The agreement includes 7.604% of Ekofisk area licenses PL018, PL018B and PL275 (including the Ekofisk, Eldfisk and Embla fields, and 6.63922% in the Tor Unit).
With this agreement, Equinor will no longer have any ownership interests in the Greater Ekofisk Area but will retain a 51% ownership share in Martin Linge and continue as the operator of the field.
The deal also includes the sale of Equinor’s interest in Norpipe Oil AS (18.5%), part of the infrastructure transporting oil from the Greater Ekofisk Area to land.
The agreement includes a cash consideration of USD 1 billion and a contingent payment structure linked to realised oil and gas prices for both assets for 2022 and 2023.

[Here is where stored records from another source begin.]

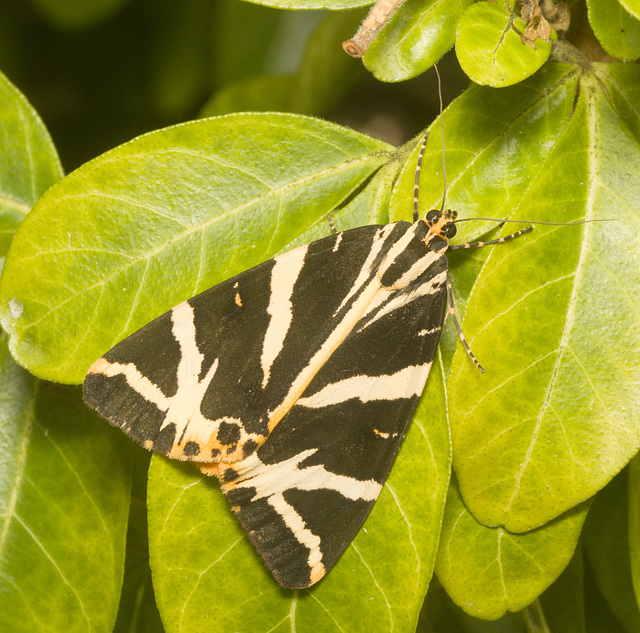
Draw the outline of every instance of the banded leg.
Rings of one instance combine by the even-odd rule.
[[[491,244],[502,244],[503,242],[508,242],[509,240],[513,240],[516,237],[520,237],[525,233],[529,233],[530,231],[533,231],[532,226],[528,226],[524,229],[521,229],[520,231],[511,233],[510,235],[505,235],[504,237],[500,237],[496,240],[489,240],[487,242],[469,242],[468,244],[449,244],[449,247],[447,248],[447,250],[455,251],[463,248],[480,248],[481,246],[490,246]],[[451,278],[449,277],[448,272],[447,272],[446,285],[447,285],[447,304],[449,306],[449,316],[451,317],[453,324],[456,326],[456,330],[458,331],[458,337],[460,338],[462,345],[467,351],[467,354],[469,354],[469,358],[471,358],[471,360],[475,363],[476,367],[484,374],[484,368],[478,362],[478,359],[474,356],[473,352],[471,351],[471,348],[469,347],[469,343],[467,343],[467,340],[464,338],[464,334],[462,333],[462,328],[460,327],[460,323],[458,323],[455,307],[453,304],[453,289],[451,287]]]
[[[471,351],[471,347],[469,347],[469,343],[467,343],[467,339],[464,337],[462,333],[462,328],[460,327],[460,323],[458,323],[458,317],[456,317],[456,309],[453,304],[453,288],[451,287],[451,277],[449,277],[449,272],[447,272],[447,305],[449,307],[449,316],[453,321],[453,324],[456,326],[456,330],[458,331],[458,338],[462,342],[464,349],[467,354],[469,354],[469,358],[475,363],[476,367],[484,374],[484,367],[478,362],[478,359],[475,357],[474,353]]]
[[[327,220],[329,220],[329,226],[331,227],[331,232],[334,235],[337,235],[338,229],[336,228],[336,225],[333,223],[333,213],[327,213]]]

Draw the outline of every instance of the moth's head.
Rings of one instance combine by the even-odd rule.
[[[454,222],[457,217],[458,212],[452,211],[451,209],[447,209],[446,211],[432,209],[427,213],[425,221],[429,225],[431,233],[439,235],[445,240],[450,240],[456,234],[456,225]]]

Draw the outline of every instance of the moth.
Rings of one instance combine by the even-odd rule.
[[[453,245],[456,212],[420,219],[426,138],[413,223],[334,231],[227,279],[118,343],[84,381],[111,424],[218,477],[282,587],[318,582],[360,530],[447,310],[471,354],[446,253],[532,228]]]

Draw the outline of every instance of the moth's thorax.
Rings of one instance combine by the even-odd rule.
[[[432,209],[422,221],[428,226],[430,236],[440,237],[445,244],[448,244],[449,240],[456,234],[455,221],[457,217],[458,212],[451,209],[443,212]],[[446,250],[446,246],[444,250]]]
[[[389,249],[378,278],[389,290],[399,290],[416,281],[443,256],[448,242],[424,220],[410,225],[404,235]]]

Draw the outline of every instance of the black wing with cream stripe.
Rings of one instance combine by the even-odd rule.
[[[446,312],[443,235],[398,222],[275,257],[116,345],[85,400],[218,475],[278,582],[308,587],[364,522],[424,388]]]
[[[285,587],[308,587],[331,569],[378,498],[435,356],[447,302],[442,264],[426,283],[431,292],[407,292],[406,303],[364,317],[268,441],[220,473]]]
[[[389,227],[332,235],[181,303],[91,367],[86,402],[169,457],[242,458],[313,377],[322,345],[332,336],[332,348],[338,344],[335,314],[353,303],[345,298],[361,271],[375,269],[411,225]],[[338,334],[351,327],[345,322]]]

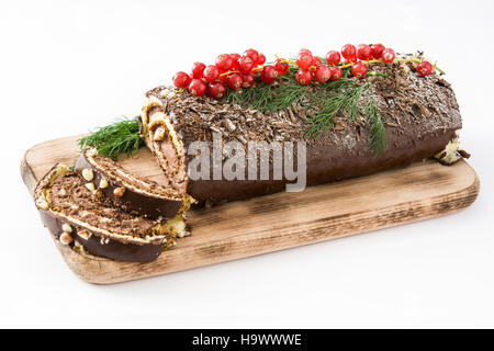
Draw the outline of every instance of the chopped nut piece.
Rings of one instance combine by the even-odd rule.
[[[122,197],[125,194],[125,186],[120,186],[113,190],[113,195],[116,197]]]
[[[90,191],[96,191],[94,183],[86,183],[86,188],[88,188]]]
[[[108,180],[105,180],[104,178],[102,178],[100,180],[100,189],[105,189],[108,188]]]
[[[59,240],[60,240],[60,242],[61,242],[63,245],[69,245],[70,242],[72,242],[72,236],[71,236],[69,233],[64,231],[64,233],[60,235]]]
[[[88,230],[82,229],[82,230],[78,230],[77,235],[80,236],[85,240],[89,240],[89,238],[92,236],[92,233],[89,233]]]
[[[47,203],[45,200],[43,200],[43,199],[40,199],[40,200],[37,201],[37,205],[38,205],[41,208],[45,210],[45,211],[48,211],[48,210],[49,210],[48,203]]]
[[[92,169],[85,168],[82,170],[82,178],[86,179],[88,182],[92,181],[94,179],[94,173],[92,172]]]

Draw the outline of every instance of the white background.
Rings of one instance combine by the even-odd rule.
[[[494,327],[493,1],[0,2],[0,327]],[[65,265],[21,181],[36,143],[138,113],[195,60],[424,49],[482,189],[438,219],[112,286]]]

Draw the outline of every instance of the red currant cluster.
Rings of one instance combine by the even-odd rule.
[[[255,75],[266,83],[272,83],[278,71],[273,66],[262,66],[266,56],[254,48],[239,54],[222,54],[216,57],[215,65],[205,66],[194,63],[192,73],[178,72],[173,76],[173,84],[179,89],[188,89],[194,97],[202,97],[207,91],[215,99],[222,98],[226,92],[225,84],[231,89],[250,88],[255,82]]]
[[[344,63],[341,63],[341,56],[345,59]],[[313,79],[318,82],[338,80],[343,77],[343,69],[346,68],[351,68],[353,77],[362,78],[368,72],[369,64],[391,64],[395,59],[417,63],[417,72],[422,76],[430,75],[435,68],[428,61],[395,57],[394,50],[382,44],[360,44],[358,47],[347,44],[341,48],[341,53],[328,52],[325,57],[326,64],[323,64],[317,56],[313,56],[311,50],[303,48],[294,63],[278,58],[274,65],[263,65],[265,55],[249,48],[242,56],[239,54],[218,55],[215,65],[205,66],[202,63],[194,63],[191,75],[180,71],[173,76],[173,84],[179,89],[188,89],[194,97],[202,97],[207,91],[210,97],[220,99],[226,92],[225,84],[234,90],[250,88],[255,83],[257,73],[265,83],[272,83],[278,76],[284,76],[289,71],[290,65],[299,67],[295,78],[303,86],[308,84]]]
[[[345,63],[341,63],[341,56]],[[392,48],[385,48],[382,44],[360,44],[355,47],[347,44],[341,48],[341,54],[330,50],[326,54],[326,65],[321,59],[313,56],[308,49],[301,49],[296,57],[295,65],[299,67],[296,81],[301,84],[308,84],[314,78],[318,82],[338,80],[343,76],[344,68],[351,67],[353,77],[361,78],[368,72],[368,65],[374,63],[391,64],[395,60],[396,54]],[[433,72],[433,65],[428,61],[422,61],[417,66],[417,71],[422,76],[428,76]]]

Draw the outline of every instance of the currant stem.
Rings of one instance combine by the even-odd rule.
[[[384,63],[382,59],[371,59],[371,60],[368,60],[368,61],[364,61],[367,65],[372,65],[372,64],[380,64],[380,63]],[[393,63],[405,63],[405,64],[408,64],[408,63],[416,63],[416,64],[420,64],[422,63],[422,60],[419,60],[418,58],[395,58],[394,60],[393,60]],[[343,66],[339,66],[339,68],[341,68],[341,69],[344,69],[344,68],[349,68],[349,67],[351,67],[351,66],[353,66],[355,64],[346,64],[346,65],[343,65]],[[442,69],[440,69],[439,67],[437,67],[436,65],[433,65],[433,67],[434,67],[434,69],[436,69],[439,73],[441,73],[441,75],[446,75],[446,72],[442,70]]]

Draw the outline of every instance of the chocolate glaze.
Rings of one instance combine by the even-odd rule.
[[[454,132],[461,128],[461,116],[448,82],[437,75],[420,77],[411,65],[374,65],[372,69],[388,76],[378,77],[373,82],[375,101],[386,121],[386,150],[379,156],[370,149],[371,134],[364,118],[358,124],[351,124],[348,123],[348,116],[338,114],[334,131],[324,133],[315,140],[306,139],[303,131],[307,116],[303,107],[299,107],[299,113],[289,111],[295,116],[296,121],[293,121],[288,118],[288,112],[283,112],[282,117],[263,115],[210,98],[170,94],[167,87],[158,87],[149,91],[147,97],[158,99],[161,106],[149,110],[148,120],[157,112],[169,116],[186,149],[197,139],[211,143],[214,131],[223,134],[224,141],[270,141],[276,134],[281,136],[281,141],[307,141],[307,185],[405,167],[434,157],[454,138]],[[363,97],[363,100],[368,98]],[[246,122],[249,120],[254,122]],[[225,121],[233,122],[236,128],[224,127]],[[280,128],[280,124],[287,127]],[[154,143],[148,135],[143,134],[143,137],[147,138],[148,146]],[[167,143],[168,139],[161,141]],[[165,158],[175,157],[156,144],[154,148],[155,154],[161,152]],[[192,157],[187,157],[186,166]],[[270,169],[272,171],[272,165]],[[222,203],[283,191],[287,182],[189,180],[187,193],[200,204]]]
[[[49,230],[52,235],[56,238],[64,233],[61,226],[67,223],[72,227],[72,233],[70,234],[74,240],[77,240],[82,245],[89,253],[98,257],[104,257],[109,259],[114,259],[119,261],[128,262],[150,262],[156,260],[156,258],[161,253],[165,244],[147,244],[147,245],[136,245],[136,244],[123,244],[116,240],[110,239],[108,244],[102,244],[102,237],[92,234],[88,240],[78,235],[78,228],[74,223],[57,218],[50,213],[40,210],[40,216],[43,225]],[[103,238],[104,239],[104,238]],[[74,241],[70,244],[74,248]]]
[[[137,193],[132,189],[126,189],[122,197],[116,197],[113,191],[116,188],[123,186],[122,183],[109,174],[102,176],[100,170],[93,167],[86,156],[87,150],[82,152],[76,162],[75,171],[79,174],[82,173],[83,169],[92,169],[94,179],[93,183],[98,188],[101,179],[106,179],[109,185],[105,189],[101,189],[103,194],[110,199],[120,208],[144,217],[157,219],[159,217],[169,219],[173,218],[179,210],[182,207],[183,202],[181,200],[175,199],[160,199],[151,197],[142,193]]]

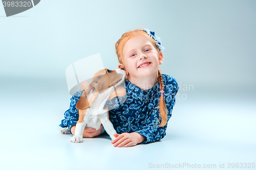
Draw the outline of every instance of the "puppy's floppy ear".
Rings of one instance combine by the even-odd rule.
[[[115,96],[122,97],[126,94],[126,90],[122,86],[118,86],[115,88],[115,90],[112,92],[108,101],[111,100]]]
[[[90,84],[83,91],[79,100],[76,103],[76,108],[78,110],[84,110],[90,107],[95,101],[99,94],[98,84]]]

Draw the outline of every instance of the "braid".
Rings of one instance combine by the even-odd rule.
[[[161,90],[163,90],[164,86],[163,83],[163,79],[162,78],[162,75],[159,70],[158,70],[158,82],[159,83],[159,85],[160,87]],[[167,109],[166,105],[165,105],[165,102],[164,102],[164,99],[163,99],[163,94],[161,93],[160,100],[159,104],[159,112],[160,114],[160,116],[159,117],[159,119],[162,118],[162,121],[161,124],[158,125],[160,127],[162,127],[166,124],[167,123]]]

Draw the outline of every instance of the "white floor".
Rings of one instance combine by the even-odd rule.
[[[187,99],[177,100],[163,139],[116,148],[108,136],[71,143],[71,135],[61,134],[58,127],[71,97],[65,86],[57,85],[65,82],[29,79],[18,81],[18,87],[6,79],[2,85],[1,169],[165,169],[187,164],[229,169],[228,163],[230,168],[232,163],[256,163],[255,100],[249,93],[182,92]]]

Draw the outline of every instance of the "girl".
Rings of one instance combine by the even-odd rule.
[[[109,111],[110,120],[118,133],[111,143],[115,147],[128,147],[159,140],[166,134],[178,89],[176,80],[159,70],[164,48],[155,33],[147,29],[124,33],[115,46],[118,67],[126,72],[127,99],[123,103],[121,101],[124,97],[108,102],[123,103]],[[60,125],[68,127],[72,134],[78,119],[75,106],[81,93],[78,92],[71,98],[66,119]],[[101,129],[86,127],[83,137],[98,135]]]

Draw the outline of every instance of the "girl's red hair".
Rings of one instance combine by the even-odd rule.
[[[119,40],[116,43],[116,53],[118,58],[118,60],[119,63],[123,64],[123,50],[125,43],[130,39],[132,37],[140,35],[146,38],[150,42],[151,42],[157,51],[159,51],[158,47],[156,45],[157,42],[152,38],[146,32],[143,31],[143,30],[136,30],[133,31],[130,31],[123,34],[122,37],[119,39]],[[162,53],[160,52],[160,53]],[[163,80],[162,79],[162,75],[158,69],[158,82],[159,83],[159,85],[160,87],[160,90],[164,90],[164,85],[163,83]],[[163,93],[161,93],[160,100],[159,103],[159,112],[160,117],[162,118],[162,121],[159,125],[157,125],[159,127],[162,127],[164,126],[167,123],[167,109],[166,106],[165,105],[165,102],[164,102],[164,99],[163,97]]]

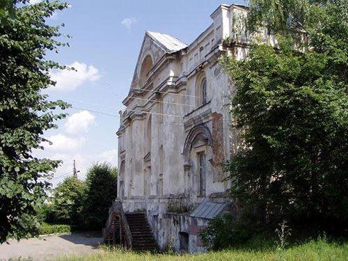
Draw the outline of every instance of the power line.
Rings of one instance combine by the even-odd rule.
[[[132,99],[137,99],[137,100],[143,100],[145,101],[154,101],[153,100],[151,99],[145,99],[145,98],[138,98],[136,97],[132,97],[132,96],[127,96],[125,99],[127,98],[132,98]],[[184,104],[184,103],[178,103],[178,102],[162,102],[162,101],[159,101],[159,100],[155,100],[154,102],[159,102],[159,103],[166,103],[169,104],[175,104],[175,105],[184,105],[184,106],[194,106],[194,105],[192,104]]]
[[[173,94],[175,95],[179,95],[179,96],[184,96],[184,97],[191,97],[193,98],[199,98],[199,96],[193,96],[193,95],[189,95],[186,94],[181,94],[181,93],[168,93],[168,92],[163,92],[163,91],[159,91],[159,90],[147,90],[147,89],[142,89],[140,88],[132,88],[129,87],[130,89],[133,90],[143,90],[143,91],[148,91],[148,92],[152,92],[152,93],[166,93],[166,94]]]

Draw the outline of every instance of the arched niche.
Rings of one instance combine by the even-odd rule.
[[[143,63],[141,63],[141,68],[140,70],[139,74],[139,87],[143,88],[146,84],[148,79],[148,74],[153,66],[152,57],[150,54],[148,54]]]

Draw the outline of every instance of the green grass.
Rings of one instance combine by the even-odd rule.
[[[329,243],[326,239],[312,240],[286,249],[277,249],[273,246],[267,249],[230,249],[202,254],[176,255],[135,253],[117,248],[102,247],[89,255],[61,258],[59,261],[97,260],[151,260],[151,261],[219,261],[219,260],[347,260],[348,242]]]
[[[70,232],[71,228],[69,225],[42,223],[40,226],[40,235],[66,234]]]

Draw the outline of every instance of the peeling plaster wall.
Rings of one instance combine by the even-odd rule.
[[[118,167],[124,162],[125,170],[118,180],[118,188],[122,187],[118,196],[126,212],[147,213],[162,248],[171,242],[179,251],[179,233],[183,232],[189,235],[189,252],[205,251],[198,234],[209,221],[188,213],[205,196],[223,193],[230,187],[230,182],[224,181],[222,164],[230,159],[231,150],[232,153],[237,150],[239,141],[237,133],[230,129],[233,86],[218,58],[225,52],[238,58],[246,52],[242,47],[223,49],[223,39],[231,30],[232,12],[233,6],[219,7],[212,15],[213,24],[189,47],[175,54],[165,54],[145,35],[132,84],[132,88],[145,90],[135,93],[131,89],[132,97],[124,101],[127,109],[137,111],[120,112]],[[145,86],[139,86],[141,64],[148,55],[154,59],[154,67]],[[202,105],[196,96],[204,77],[207,103]],[[194,136],[187,144],[190,135]],[[206,156],[205,195],[198,189],[198,153],[202,151]]]

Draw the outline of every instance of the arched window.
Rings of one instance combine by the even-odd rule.
[[[148,79],[148,73],[153,66],[152,58],[151,56],[148,55],[141,64],[141,69],[139,75],[139,87],[143,88]]]
[[[207,79],[204,78],[202,80],[202,83],[200,84],[200,97],[202,99],[202,105],[204,105],[207,103]]]
[[[148,120],[148,128],[146,130],[146,139],[147,139],[147,150],[148,152],[151,152],[151,146],[152,143],[152,120],[151,116]]]

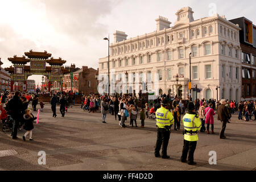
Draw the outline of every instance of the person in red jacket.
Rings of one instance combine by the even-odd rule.
[[[234,114],[235,111],[235,104],[233,101],[231,101],[230,104],[229,104],[231,108],[231,114]]]
[[[5,123],[5,121],[7,119],[8,115],[7,114],[6,110],[5,108],[2,107],[1,105],[0,105],[0,110],[1,111],[1,115],[0,115],[0,119],[2,120],[2,122],[3,124]]]

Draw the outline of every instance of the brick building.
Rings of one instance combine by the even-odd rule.
[[[3,64],[0,58],[0,90],[1,91],[10,91],[11,75],[1,67]]]
[[[237,24],[242,49],[242,98],[256,99],[256,26],[245,17],[230,20]]]

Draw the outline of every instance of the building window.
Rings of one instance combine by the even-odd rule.
[[[250,69],[246,69],[246,78],[247,79],[250,79],[251,78],[251,75],[250,73]]]
[[[197,56],[197,47],[192,47],[192,56]]]
[[[255,65],[255,56],[253,56],[253,59],[251,60],[251,64],[253,64],[253,65]]]
[[[229,56],[232,56],[232,48],[229,47]]]
[[[172,59],[172,51],[167,51],[167,60],[170,60],[171,59]]]
[[[225,55],[225,45],[221,45],[221,53]]]
[[[147,55],[147,63],[151,61],[151,55]]]
[[[192,67],[193,79],[197,79],[197,67]]]
[[[161,61],[162,57],[162,52],[158,52],[158,61]]]
[[[199,36],[200,35],[200,31],[199,29],[196,30],[196,35]]]
[[[143,57],[142,56],[139,57],[139,64],[143,63]]]
[[[168,80],[171,80],[172,78],[172,69],[168,69]]]
[[[210,27],[209,28],[210,34],[212,34],[212,32],[213,32],[212,26],[210,26]]]
[[[133,65],[135,65],[135,58],[133,57]]]
[[[184,58],[184,49],[179,49],[179,58]]]
[[[206,100],[209,100],[212,98],[212,90],[208,89],[206,90]]]
[[[191,31],[191,36],[192,36],[192,37],[195,36],[195,31],[194,31],[193,30],[192,30],[192,31]]]
[[[242,77],[245,78],[245,68],[242,69]]]
[[[212,65],[210,64],[205,65],[205,75],[206,79],[212,78]]]
[[[179,68],[179,73],[181,76],[184,76],[184,67]]]
[[[239,78],[239,68],[236,68],[236,79],[238,80]]]
[[[245,53],[245,63],[247,64],[251,64],[251,59],[250,59],[250,55],[249,53]]]
[[[229,67],[229,78],[232,79],[232,66]]]
[[[210,45],[205,45],[204,46],[205,55],[210,55]]]
[[[163,80],[163,72],[162,69],[158,70],[158,74],[159,75],[159,80],[160,81]]]

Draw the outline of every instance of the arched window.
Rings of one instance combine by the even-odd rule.
[[[210,89],[208,89],[206,90],[206,99],[207,100],[209,100],[210,98],[212,98],[212,90]]]
[[[196,35],[199,36],[200,35],[200,31],[199,31],[199,29],[197,29],[196,30]]]
[[[195,36],[195,31],[193,30],[192,30],[191,31],[191,36],[193,37]]]
[[[221,92],[221,97],[222,98],[225,98],[225,90],[222,89],[222,91]]]
[[[210,32],[210,34],[212,34],[213,32],[212,26],[210,26],[209,29],[209,31]]]

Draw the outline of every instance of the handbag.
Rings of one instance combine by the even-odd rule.
[[[126,118],[128,118],[129,117],[129,113],[128,112],[128,111],[127,110],[127,109],[125,110],[125,116]]]
[[[207,114],[205,114],[205,115],[204,116],[204,119],[203,119],[203,120],[204,120],[204,121],[205,121],[205,118],[206,118],[206,116],[207,115],[207,114],[208,114],[208,113],[209,113],[209,111],[210,111],[210,109],[212,109],[212,108],[210,108],[210,109],[208,110],[208,111],[207,111]]]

With this transaction we are optimizing our oil and gas portfolio in line with Equinor’s strategy, capturing value from several of our assets.
Senior vice president Exploration Production South Norway
“Ekofisk has played an important role in Norway and Equinor’s oil and gas journey as the first producing field on the Norwegian Continental Shelf. The Greater Ekofisk Area is an area where Equinor has limited participation, and we have therefore decided to sell our position in the area during a period of high prices and to redirect capital to other core areas for the business,” says Nedregaard.
“We are also pleased to announce that the deal includes bringing in Sval Energi as a partner to the Martin Linge field, creating further value from this asset. Martin Linge started production in June 2021 and is now producing very efficiently. We are looking forward to collaborating further with Sval Energi to create more value from Martin Linge going forward.”
The closing of the transaction is subject to customary government and license approvals and is expected to be completed during the second half of 2022.